数字を学び合う風土づくり
馬場 愼一郎氏 データライン(株)
愛知同友会では、経営指針推進運動の一環として財務基礎学習会を開催してきました。後継者や若手創業者等、数字が苦手な経営者の増大が背景です。しかし、旺盛なニーズに県主催の学習会だけでは応じきれず、今年度、指針推進本部方針に、地区やグループ会や仲間同士で数字を学び合う風土づくりを掲げています。
そこで7月2日と30日には、副代表理事の馬場愼一郎氏を報告者に迎え、財務基礎学習会が開催されました。
それは社長の仕事?
馬場氏は冒頭に「経営者が数字は苦手というのは職責放棄」と指摘します。局面打開に際し、経営者は営業や技術など自らの得意分野に傾注しがちですが、それは社員としての仕事。経営者の仕事は、環境を知り、戦略を立て、社内外の協力を得ることで、数値に基づく、整合性と説得性が必須と強調しました。数値の掌握なくして人間尊重経営は実現できず、少人数(社長1人の)なら、なおさら意識して社員と経営者を兼務すべきと迫りました。
経営とは未来を創ること
重要なのは数字に裏打ちされた未来の創造です。どんな理念や方針も、科学性と納得性が無ければ、社内外に対する詐欺に近い。

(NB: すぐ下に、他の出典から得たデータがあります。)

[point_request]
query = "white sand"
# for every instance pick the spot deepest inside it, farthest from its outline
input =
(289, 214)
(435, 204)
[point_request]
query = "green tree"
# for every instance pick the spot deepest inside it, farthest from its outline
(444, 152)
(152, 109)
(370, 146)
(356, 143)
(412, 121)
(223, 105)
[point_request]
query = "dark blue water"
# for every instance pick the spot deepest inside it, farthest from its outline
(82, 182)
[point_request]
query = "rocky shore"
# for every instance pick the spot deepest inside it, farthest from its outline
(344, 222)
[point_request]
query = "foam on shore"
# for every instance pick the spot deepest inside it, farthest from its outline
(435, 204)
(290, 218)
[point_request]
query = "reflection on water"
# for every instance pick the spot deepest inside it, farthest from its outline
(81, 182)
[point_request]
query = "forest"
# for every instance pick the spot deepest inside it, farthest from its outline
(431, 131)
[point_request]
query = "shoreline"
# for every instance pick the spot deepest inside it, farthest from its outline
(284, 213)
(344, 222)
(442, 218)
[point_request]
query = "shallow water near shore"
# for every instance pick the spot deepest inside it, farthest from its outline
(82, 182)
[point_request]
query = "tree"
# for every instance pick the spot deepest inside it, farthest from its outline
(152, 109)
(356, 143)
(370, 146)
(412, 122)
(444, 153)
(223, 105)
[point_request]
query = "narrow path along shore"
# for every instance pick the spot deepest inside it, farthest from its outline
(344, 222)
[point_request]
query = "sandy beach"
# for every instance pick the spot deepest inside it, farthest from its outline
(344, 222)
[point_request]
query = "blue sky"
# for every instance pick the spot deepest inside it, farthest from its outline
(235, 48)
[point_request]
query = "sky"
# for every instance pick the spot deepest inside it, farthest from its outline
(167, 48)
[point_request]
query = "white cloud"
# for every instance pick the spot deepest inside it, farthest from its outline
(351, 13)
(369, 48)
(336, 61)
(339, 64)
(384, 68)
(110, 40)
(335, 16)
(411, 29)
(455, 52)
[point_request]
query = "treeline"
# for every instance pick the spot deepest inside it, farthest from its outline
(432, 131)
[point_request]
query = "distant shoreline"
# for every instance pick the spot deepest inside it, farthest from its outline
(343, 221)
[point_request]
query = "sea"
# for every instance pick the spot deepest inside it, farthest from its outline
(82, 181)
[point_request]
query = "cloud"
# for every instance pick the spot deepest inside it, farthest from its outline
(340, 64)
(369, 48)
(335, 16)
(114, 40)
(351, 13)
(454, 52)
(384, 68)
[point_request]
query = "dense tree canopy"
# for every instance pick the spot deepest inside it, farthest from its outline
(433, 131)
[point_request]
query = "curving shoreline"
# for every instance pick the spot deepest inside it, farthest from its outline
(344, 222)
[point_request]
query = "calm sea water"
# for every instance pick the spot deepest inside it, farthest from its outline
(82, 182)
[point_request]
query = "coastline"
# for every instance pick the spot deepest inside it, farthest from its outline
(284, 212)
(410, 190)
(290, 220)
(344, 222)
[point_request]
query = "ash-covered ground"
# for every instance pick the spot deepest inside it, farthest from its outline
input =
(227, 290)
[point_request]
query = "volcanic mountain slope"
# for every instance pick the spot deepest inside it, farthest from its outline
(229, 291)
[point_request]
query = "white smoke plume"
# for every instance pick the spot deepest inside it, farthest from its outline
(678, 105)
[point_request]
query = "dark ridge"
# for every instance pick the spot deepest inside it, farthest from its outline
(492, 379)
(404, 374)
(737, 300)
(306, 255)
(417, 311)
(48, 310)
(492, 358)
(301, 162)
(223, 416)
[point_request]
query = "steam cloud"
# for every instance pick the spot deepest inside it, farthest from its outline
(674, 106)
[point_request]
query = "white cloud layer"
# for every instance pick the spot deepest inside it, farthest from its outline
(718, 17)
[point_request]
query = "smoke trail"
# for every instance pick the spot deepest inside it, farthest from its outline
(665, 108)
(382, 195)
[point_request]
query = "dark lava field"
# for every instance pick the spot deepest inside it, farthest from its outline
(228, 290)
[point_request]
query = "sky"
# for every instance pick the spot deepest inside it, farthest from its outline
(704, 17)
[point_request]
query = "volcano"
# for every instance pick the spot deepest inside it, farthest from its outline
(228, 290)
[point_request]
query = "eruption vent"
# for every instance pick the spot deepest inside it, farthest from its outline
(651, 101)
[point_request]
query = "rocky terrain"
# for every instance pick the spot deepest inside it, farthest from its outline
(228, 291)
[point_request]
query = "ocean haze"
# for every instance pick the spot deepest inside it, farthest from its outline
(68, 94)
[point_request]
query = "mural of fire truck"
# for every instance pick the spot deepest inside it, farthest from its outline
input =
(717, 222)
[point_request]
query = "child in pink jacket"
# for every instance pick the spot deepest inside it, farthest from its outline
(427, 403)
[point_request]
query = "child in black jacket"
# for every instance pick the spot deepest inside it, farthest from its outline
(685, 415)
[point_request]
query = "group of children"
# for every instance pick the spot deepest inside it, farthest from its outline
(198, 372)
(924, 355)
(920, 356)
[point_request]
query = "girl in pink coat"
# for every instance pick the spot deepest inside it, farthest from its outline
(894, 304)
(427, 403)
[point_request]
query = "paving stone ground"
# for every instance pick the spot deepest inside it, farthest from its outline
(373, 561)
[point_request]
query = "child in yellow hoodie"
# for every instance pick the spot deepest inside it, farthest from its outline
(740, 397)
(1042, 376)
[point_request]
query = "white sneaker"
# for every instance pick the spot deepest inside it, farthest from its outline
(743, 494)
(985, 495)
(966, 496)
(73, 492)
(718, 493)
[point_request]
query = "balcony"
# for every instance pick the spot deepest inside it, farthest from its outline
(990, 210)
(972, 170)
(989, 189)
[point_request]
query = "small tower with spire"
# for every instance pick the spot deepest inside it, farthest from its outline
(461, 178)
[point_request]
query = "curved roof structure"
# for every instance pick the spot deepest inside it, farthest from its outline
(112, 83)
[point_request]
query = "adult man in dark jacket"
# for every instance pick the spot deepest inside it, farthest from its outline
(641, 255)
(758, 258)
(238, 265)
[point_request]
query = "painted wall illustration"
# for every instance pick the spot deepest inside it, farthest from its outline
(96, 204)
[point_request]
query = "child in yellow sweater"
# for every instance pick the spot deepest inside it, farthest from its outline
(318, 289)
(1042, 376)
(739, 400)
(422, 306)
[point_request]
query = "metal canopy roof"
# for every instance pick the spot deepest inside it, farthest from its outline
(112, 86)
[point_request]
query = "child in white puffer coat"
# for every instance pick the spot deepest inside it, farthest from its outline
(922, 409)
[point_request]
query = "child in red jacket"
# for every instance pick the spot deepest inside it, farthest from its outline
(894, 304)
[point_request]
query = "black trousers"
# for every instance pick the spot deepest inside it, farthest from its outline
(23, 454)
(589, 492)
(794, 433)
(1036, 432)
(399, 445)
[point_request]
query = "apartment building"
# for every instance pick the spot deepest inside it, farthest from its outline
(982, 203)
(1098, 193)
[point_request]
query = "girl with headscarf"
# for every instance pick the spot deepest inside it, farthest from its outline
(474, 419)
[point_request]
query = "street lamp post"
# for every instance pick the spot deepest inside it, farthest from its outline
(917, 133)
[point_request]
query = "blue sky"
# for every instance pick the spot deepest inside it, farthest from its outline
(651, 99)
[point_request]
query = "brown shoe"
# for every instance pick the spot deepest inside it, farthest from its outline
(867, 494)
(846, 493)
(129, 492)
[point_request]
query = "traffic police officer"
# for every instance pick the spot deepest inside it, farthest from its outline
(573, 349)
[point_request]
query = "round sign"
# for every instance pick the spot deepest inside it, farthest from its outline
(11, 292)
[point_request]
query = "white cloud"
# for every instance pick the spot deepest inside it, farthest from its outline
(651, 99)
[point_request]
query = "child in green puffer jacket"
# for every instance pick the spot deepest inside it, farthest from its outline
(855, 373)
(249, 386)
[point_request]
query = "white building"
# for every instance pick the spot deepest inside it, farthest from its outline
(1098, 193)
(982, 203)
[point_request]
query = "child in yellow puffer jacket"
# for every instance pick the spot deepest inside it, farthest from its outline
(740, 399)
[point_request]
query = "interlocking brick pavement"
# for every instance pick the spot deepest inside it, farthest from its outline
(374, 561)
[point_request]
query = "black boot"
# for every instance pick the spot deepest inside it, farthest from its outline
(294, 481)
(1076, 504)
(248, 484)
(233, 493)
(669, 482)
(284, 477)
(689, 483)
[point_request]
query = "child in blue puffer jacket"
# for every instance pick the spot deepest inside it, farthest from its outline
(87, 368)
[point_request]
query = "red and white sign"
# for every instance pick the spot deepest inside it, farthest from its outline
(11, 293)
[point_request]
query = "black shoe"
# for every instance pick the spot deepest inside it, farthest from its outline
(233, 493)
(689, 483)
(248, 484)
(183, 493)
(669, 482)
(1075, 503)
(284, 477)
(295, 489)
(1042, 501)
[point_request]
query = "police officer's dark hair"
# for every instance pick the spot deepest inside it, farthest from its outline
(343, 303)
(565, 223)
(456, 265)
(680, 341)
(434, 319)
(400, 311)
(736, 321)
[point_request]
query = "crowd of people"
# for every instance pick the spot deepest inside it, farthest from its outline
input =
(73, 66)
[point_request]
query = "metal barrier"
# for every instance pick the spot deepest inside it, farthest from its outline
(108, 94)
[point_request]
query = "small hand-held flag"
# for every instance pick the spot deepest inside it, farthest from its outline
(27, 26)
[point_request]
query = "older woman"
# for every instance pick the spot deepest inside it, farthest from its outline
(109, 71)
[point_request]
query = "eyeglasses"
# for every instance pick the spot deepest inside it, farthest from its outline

理念・方針・計画を貫くストーリーがなければ実践できないのは当然と指摘しました。
数字は創るもの、経費は意思の表れ
粗利益は企業の貢献度を、その分配は戦略と経営者の意思を表します。給与アップ、教育をする、研究開発する、といった意思に基づき、内部費用の将来値を決めることを提案。その合計額を、今の粗利益率で割れば必要売上高が出る。不足となる場合どうするか問いかけました。
新商品事業Xの導入
実現可能性のない売上数字を掲げても、何も始まりません。将来の売上内容は未定という現実を認め、いつまでに確定させるかを行動計画にする。例えば、1年目は新事業をXの模索期とし、役割を決めPDCAを回す。それなら、社員の納得感も出るのではないかと説明しました。
同友会らしい経営指針と一貫性ある数値計画
その他、売上セグメント分析、総資本経常利益率、資産見直し、回収期間、人件費の特殊性等、演習や宿題も交え、経営者目線で動態的に、会計用語やカナ英語は控え、どこに着目すべきかを、自身の例や仲間の辛い経験を踏まえての解説がありました。
「使える指針」に焦点を定め、同友会らしさの要点を押さえた学習会で、地区、グループ会、支部などでの展開が期待されます。